Graham offers this quote as an example of Confucius' apparent disinterest in Heaven as a meddling power. This is clearly implied, but it needs to be said that "Way" (Dao), for Confucius, had little, if any, metaphysical significance; the Way is simply the means by which humanity is able to achieve its natural fulfillment.

What is significant is that 'Heaven' does not give us commandments to obey — tell us how we ought to behave; rather, we discover what works best for humanity through a study of humanity. This is essential humanism, and the antithesis of religion. Such an orientation is hard to sustain, however, given our hunger for absolutes. Neo-Confucianism was (I think) an attempt to provide those absolute guiding principles (li) and thus a departure from the empirical and existential.

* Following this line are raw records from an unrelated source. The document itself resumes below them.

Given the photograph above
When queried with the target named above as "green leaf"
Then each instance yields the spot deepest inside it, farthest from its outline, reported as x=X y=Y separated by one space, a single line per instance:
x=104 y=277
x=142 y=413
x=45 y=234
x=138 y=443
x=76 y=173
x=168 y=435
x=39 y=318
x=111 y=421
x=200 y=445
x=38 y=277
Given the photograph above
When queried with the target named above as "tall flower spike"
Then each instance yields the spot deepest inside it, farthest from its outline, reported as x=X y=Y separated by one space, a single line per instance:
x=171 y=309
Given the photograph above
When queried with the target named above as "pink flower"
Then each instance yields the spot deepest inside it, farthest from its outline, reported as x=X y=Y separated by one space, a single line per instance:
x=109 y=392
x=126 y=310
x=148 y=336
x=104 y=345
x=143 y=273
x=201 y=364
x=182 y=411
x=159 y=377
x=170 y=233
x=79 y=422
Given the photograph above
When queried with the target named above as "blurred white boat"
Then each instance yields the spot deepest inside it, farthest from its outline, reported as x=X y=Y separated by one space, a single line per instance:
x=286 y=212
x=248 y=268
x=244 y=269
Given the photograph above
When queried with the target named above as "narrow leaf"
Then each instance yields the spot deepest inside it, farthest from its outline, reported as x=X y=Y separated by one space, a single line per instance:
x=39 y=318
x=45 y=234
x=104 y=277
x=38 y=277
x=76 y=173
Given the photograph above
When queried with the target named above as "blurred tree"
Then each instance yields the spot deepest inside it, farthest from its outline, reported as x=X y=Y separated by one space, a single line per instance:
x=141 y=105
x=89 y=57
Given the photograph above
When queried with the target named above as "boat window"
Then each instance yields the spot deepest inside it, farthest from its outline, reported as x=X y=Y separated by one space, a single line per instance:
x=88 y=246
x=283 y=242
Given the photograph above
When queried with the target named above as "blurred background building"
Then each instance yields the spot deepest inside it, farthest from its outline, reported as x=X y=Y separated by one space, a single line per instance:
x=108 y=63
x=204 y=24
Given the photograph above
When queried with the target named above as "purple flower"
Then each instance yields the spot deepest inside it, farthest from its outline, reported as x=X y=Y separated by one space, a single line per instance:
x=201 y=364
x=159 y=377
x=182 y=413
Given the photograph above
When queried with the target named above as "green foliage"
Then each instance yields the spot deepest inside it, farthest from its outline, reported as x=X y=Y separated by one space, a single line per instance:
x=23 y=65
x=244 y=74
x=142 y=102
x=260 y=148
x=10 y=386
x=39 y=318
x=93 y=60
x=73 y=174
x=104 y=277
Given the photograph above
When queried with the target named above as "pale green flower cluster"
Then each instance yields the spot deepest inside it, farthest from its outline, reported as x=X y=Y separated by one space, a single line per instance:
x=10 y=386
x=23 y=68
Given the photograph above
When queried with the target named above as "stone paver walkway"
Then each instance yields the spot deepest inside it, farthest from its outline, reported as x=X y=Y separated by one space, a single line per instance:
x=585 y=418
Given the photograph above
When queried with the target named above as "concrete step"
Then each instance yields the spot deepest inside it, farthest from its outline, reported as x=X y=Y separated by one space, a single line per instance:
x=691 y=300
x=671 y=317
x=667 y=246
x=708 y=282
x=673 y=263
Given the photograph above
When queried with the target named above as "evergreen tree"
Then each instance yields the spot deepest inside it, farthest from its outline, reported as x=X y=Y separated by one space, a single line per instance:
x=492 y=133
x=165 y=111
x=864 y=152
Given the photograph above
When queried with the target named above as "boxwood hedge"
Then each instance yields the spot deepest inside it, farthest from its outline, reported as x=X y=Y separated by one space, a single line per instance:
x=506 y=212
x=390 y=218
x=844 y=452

My recent critique of Jed McKenna's emphatic declaration of the Truth was largely inspired by his similar departure from the "Drift and Doubt" of an existential Dao. The central question is whether we are to engage with life as it is manifest, a process that will yield a rather messy assortment of 'truths', or are we to impose Truth upon humanity from above. (McKenna, admittedly, arrived at the Truth through existential struggle, but so too might we say of every other religious prophet; except for 'true believers', his is but another "contending voice" which has no more weight than any other.) Philosophical Daoism, for all its criticism of Confucian moralism, perhaps remains the most faithful to his most fundamental humanist point of departure.

On the personal front, this quote exhorts us to "enlarge" our own ways. Finding what works best for us individually, and honestly engaging in the process it suggests, will ultimately "enlarge" us. This is the life "examined", which, though it need not be done, makes for the exciting adventure that life can be — for those so inclined.